Education Minister David Namwandi told the National Assembly yesterday that two young people were found in possession of fake question papers for the 2013 exams that they sold to learners in Katutura.

The Windhoek City Police arrested the two youngsters on Sunday and yesterday they were still in police custody under questioning, although no charges had been laid against them yet.

Upon being informed of the arrest the education ministry immediately assessed the question papers and found that the question papers of all four subjects were sourced from old examination question papers that are normally given out after examinations have been written and become part of revision and research.

It is believed that a number of school learners bought the papers from the defrauders, although no one had come forward to lay charges against the suspects as the victims of such scams would also be arrested for involving themselves in such illegal practices. “This is the dirty work of those unscrupulous elements in our society who have an agenda to tarnish the image of the government of the Republic of Namibia, the Ministry of Education and in particular our examination system by defrauding and cheating desperate and innocent Namibians through the love of money,” Namwandi said.
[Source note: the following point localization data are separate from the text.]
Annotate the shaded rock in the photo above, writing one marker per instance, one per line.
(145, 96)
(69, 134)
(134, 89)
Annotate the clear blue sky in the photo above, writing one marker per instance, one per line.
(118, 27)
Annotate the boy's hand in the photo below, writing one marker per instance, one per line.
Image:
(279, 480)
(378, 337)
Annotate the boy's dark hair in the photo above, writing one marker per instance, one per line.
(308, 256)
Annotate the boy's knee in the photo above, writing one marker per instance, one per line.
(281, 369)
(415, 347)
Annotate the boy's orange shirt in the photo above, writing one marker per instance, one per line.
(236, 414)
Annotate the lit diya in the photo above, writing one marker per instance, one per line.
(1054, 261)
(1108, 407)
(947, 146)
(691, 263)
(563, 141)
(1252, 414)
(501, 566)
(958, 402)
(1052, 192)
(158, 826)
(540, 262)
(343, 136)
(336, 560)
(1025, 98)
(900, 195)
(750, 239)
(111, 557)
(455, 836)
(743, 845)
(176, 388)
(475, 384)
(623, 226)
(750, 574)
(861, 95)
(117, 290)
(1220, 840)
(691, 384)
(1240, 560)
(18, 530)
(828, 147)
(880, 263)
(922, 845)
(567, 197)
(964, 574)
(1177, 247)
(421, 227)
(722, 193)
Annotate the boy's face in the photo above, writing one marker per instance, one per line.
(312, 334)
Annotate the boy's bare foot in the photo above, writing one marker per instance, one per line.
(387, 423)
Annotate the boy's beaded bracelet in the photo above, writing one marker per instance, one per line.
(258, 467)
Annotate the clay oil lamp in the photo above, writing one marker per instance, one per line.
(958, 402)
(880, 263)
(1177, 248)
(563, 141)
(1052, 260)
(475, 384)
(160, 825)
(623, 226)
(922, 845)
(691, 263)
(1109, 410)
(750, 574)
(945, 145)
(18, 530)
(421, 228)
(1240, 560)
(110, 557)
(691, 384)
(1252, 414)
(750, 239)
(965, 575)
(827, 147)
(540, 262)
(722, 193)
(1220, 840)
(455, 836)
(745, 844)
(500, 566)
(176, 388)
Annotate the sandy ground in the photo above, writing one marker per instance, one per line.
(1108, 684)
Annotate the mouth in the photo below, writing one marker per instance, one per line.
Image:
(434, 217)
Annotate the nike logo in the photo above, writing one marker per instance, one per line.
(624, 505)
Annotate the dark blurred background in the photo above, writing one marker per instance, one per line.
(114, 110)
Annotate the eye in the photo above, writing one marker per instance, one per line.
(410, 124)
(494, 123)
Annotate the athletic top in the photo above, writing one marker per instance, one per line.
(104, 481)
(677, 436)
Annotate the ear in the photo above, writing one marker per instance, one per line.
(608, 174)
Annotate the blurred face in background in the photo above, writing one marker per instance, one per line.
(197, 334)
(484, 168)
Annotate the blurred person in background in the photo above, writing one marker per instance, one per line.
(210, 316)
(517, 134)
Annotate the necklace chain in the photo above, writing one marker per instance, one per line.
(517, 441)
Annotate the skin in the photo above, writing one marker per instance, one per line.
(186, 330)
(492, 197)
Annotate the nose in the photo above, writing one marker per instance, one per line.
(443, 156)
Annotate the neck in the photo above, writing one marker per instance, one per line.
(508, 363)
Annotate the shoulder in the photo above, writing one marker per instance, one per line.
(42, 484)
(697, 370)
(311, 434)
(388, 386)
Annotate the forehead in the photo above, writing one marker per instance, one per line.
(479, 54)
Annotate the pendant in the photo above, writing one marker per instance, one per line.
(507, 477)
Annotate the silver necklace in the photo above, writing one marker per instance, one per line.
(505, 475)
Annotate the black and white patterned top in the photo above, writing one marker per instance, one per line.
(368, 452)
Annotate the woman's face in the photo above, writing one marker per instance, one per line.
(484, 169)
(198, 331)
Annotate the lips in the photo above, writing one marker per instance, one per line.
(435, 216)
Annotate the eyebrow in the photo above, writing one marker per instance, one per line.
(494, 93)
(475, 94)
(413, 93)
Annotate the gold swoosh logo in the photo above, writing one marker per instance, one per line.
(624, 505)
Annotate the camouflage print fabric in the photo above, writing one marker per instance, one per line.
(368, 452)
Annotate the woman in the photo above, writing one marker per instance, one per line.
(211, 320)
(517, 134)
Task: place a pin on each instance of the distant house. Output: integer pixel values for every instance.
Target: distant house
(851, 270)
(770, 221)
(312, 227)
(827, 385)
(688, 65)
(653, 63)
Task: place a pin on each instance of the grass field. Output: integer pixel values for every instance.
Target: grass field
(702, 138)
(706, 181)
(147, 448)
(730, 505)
According to the Director of Examinations in the Ministry of Education, Cazin Nyambe, the ministry was unable lay charges against the duo as it was unable to categorise the practice under theft or fraud and against who, especially when it was found that the question papers were indeed fake.

Chief of the Windhoek City Police Abraham Kanime told New Era that possible charges would have to be brought against the two culprits and that investigating officers are consulting on the matter and had already handed the case to the police.

Namwandi said examinations are a national pride and should not be used as instruments for opportunism, fraud and cheating. “This practice is dangerous and as a ministry, we do not take it lightly. If this information lands in the hands of those seriously minded learners, they may become despondent, demoralised and will ultimately regard themselves as losers and not winners,” he advised.

Namwandi warned those who are engaged in similar practice to stop immediately, before they end up facing the wrath of the law. He said both the sellers and the buyers are equally guilty and if others are apprehended would also have to face the law.

Last year, 200 learners in Zambezi Region were arrested after they were implicated in the theft of grades 10 and 12 examination papers and a large number of Grade 12 learners who wrote examinations last year could not get their examination results at the beginning of this year, after they were suspected of having gotten access to the stolen examination papers.

The ministry investigated the matter and many of the learners were later found to be not guilty of involvement in the scam. Namwandi said the ministry had learned a lesson from the 2012 incident and has now tightened up on examination security.